Obamacare prescription: ‘Emergency health army’

Force subject to ‘involuntary calls to active duty’ during ‘public crises’


Posted: March 25, 2010
11:40 pm Eastern

By Chelsea Schilling
© 2010 WorldNetDaily

President Obama’s recently passed health-care reform legislation includes a surprise for many Americans – a beefing up of a U.S. Public Health Service reserve force and expectations that it respond on short notice to “routine public health and emergency response missions,” even involuntarily.

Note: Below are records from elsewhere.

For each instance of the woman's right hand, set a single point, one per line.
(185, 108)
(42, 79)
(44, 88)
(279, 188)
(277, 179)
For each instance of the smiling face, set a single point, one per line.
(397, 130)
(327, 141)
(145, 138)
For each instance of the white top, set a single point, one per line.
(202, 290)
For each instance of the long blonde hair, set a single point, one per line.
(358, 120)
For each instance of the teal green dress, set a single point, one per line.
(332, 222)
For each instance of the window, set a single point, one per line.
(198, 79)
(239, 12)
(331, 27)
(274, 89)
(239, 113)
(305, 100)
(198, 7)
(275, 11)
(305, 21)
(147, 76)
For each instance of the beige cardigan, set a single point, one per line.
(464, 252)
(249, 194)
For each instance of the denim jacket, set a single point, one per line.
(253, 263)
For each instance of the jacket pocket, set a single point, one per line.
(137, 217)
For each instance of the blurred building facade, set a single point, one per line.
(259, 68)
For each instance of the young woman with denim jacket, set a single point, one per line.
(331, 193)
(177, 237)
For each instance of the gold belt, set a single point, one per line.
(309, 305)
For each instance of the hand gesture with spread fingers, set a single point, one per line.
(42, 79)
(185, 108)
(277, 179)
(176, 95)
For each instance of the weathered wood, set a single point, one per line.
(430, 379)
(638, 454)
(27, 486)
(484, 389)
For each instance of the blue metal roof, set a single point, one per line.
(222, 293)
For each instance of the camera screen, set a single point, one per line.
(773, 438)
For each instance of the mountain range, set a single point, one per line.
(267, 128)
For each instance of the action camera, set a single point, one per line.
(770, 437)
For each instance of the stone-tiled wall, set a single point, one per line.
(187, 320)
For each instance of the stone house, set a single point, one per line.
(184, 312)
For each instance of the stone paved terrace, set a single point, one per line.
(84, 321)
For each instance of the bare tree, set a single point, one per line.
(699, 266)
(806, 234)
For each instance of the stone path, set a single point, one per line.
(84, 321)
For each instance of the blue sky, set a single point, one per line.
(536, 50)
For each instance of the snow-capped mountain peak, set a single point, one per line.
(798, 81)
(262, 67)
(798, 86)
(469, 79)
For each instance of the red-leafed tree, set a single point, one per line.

According to Section 5210 of HR 3590, titled “Establishing a Ready Reserve Corps,” the force must be ready for “involuntary calls to active duty during national emergencies and public health crises.”

The health-care legislation adds millions of dollars for recruitment and amends Section 203 of the Public Health Service Act (42 U.S.C. 204), passed July 1, 1944, during Franklin D. Roosevelt’s presidency. The U.S. Public Health Service Commissioned Corps is one of the seven uniformed services in the U.S. However, Obama’s changes more than double the wording of the Section 203 and dub individuals who are currently classified as officers in the Reserve Corps commissioned officers of the Regular Corps.

The following is the previous wording of the act as of 2004, before Democrats passed the health-care legislation:


Wording of Section 203 of Public Health Service Act before Obamacare amendment

The U.S. Public Health Service website describes its commissioned corps as “an elite team of more than 6,000 full-time, well-trained, highly qualified public health professionals dedicated to delivering the nation’s public health promotion and disease prevention programs and advancing public health science.”

According to its mission page, officers of the commissioned corps may:

  • Provide essential public health and health care services to underserved and disadvantaged populations
  • Prevent and control injury and the spread of disease
  • Ensure that the nation’s food supply, drinking water, drugs, medical devices and environment are safe
  • Conduct and support cutting-edge research for the prevention, treatment and elimination of disease, health disparities and injury
  • Work with other nations and international agencies to address global health challenges
  • Provide urgently needed public health and clinical expertise in response to large-scale local, regional and national public health emergencies and disasters

Members are trained to respond to public health situations and national emergency events, such as natural disasters, disease outbreaks and terrorist attacks.

As stated in the health-care legislation, “The purpose of the Ready Reserve Corps is to fulfill the need to have additional Commissioned Corps personnel available on short notice (similar to the uniformed service’s reserve program) to assist regular Commissioned Corps personnel to meet both routine public health and emergency response missions.”

The Democrats’ legislation recently added the following text to Section 203 of the Public Health Service Act:

‘(b) Assimilating Reserve Corp Officers Into the Regular Corps- Effective on the date of enactment of the Patient Protection and Affordable Care Act, all individuals classified as officers in the Reserve Corps under this section (as such section existed on the day before the date of enactment of such Act) and serving on active duty shall be deemed to be commissioned officers of the Regular Corps.'(c) Purpose and Use of Ready Research-

‘(2) USES- The Ready Reserve Corps shall–

‘(A) participate in routine training to meet the general and specific needs of the Commissioned Corps;'(B) be available and ready for involuntary calls to active duty during national emergencies and public health crises, similar to the uniformed service reserve personnel;

‘(C) be available for backfilling critical positions left vacant during deployment of active duty Commissioned Corps members, as well as for deployment to respond to public health emergencies, both foreign and domestic; and

‘(D) be available for service assignment in isolated, hardship, and medically underserved communities (as defined in section 799B) to improve access to health services.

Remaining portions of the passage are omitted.